Carell and Rudd are masterful comedic actors. Both are at the top of their games, and both are completely squandered in this dreadfully insipid excuse of a comedy. The film contorts itself in order to put the two leads together before the actual dinner takes place and every choice they make rings false. Carell’s Barry is an idiot but only when it serves the purpose of the plot. Characters repeatedly go out of their way to behave in a manner that will create chaos and conflict when mere moments of common sense would easily avert it. The film is full of the sort of “wacky hijinks” and “farcical misunderstandings” that would have felt feeble in even the most middling of Three’s Company’s episodes.
Zach Galifianakis, Hollywood’s current comedy “It Boy,” turns up as Barry’s boss Therman who fancies himself a mind control expert a la The Amazing Kreskin. While his performance is solid, it feels as if he dropped in from another film entirely. Meanwhile The Flight of the Conchords’ Jemaine Clement plays the sort of clichéd narcissistically avant-garde artist that should have been retired from film decades ago. It’s a role clearly intended for Russell Brand and he’s missed deeply. Carell and Rudd fight mightily to salvage the proceedings and, make no mistake, they deserve full credit for the handful of laughs to be found here. But even they are incapable of upping the joke quotient to an acceptable level. It was at about the halfway point, when Carell is thrashing his arms wildly in attempt to spank himself, that I realized that the film was both figuratively and literally flailing.
Jay Roach’s ham-handed directing style might work for his broader comedies such as Austin Powers: International Man of Mystery (et al) and Meet the Parents but this is a film that calls for a subtler touch. And it’s a touch that Roach sorely lacks as he repeatedly hammers home the movie’s theme of acceptance. Dinner for Schmucks spends 90-minutes asking us to laugh at the “idiots” in question, only to then disingenuously tack on a coda dedicated to tolerance.

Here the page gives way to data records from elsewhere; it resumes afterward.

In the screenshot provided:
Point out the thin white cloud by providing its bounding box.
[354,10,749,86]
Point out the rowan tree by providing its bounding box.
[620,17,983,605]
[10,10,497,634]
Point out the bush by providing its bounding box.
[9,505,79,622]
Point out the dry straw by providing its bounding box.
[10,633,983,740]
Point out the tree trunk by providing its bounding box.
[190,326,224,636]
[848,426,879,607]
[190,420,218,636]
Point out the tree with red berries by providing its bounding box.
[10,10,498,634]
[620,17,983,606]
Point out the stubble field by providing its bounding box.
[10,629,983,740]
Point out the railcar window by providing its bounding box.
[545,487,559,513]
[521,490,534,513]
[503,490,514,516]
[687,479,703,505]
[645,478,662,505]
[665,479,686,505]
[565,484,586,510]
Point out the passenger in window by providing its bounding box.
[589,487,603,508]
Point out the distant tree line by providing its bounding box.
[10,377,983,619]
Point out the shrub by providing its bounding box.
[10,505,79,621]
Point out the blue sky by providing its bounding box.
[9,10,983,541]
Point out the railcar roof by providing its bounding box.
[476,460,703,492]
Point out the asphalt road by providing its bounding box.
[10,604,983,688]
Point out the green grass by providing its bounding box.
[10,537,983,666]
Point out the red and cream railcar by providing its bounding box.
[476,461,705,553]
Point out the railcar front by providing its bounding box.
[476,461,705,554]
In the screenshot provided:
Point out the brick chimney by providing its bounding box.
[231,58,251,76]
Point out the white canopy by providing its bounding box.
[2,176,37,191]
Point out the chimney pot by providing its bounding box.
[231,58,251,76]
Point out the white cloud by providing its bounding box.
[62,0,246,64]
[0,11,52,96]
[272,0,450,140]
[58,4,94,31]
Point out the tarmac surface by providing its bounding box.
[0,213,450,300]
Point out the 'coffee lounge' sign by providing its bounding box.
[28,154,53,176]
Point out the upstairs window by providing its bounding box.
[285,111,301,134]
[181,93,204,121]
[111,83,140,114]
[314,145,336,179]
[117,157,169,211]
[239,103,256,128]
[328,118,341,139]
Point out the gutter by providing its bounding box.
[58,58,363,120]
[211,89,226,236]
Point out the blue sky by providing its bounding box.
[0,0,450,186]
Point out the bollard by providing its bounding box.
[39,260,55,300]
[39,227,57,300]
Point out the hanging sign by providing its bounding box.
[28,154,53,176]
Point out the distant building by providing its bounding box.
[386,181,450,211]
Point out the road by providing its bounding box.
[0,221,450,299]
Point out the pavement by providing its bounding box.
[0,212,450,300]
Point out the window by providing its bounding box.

We’ve come to expect this sort of hypocrisy from an Adam Sandler vehicle, but Carell and Rudd deserve (and should know) better. The movie is intended to be social satire masquerading as a comedy of errors but manages almost of none of those things. It’s certainly not a “social satire.” Hell, it’s barely a “comedy.” Sadly, the only part it got right was the “error.”
On a scale of 1 to 10, with 10 being Dogfight and 1 being You, Me and Dupree, Dinner for Schmucks gets a 4.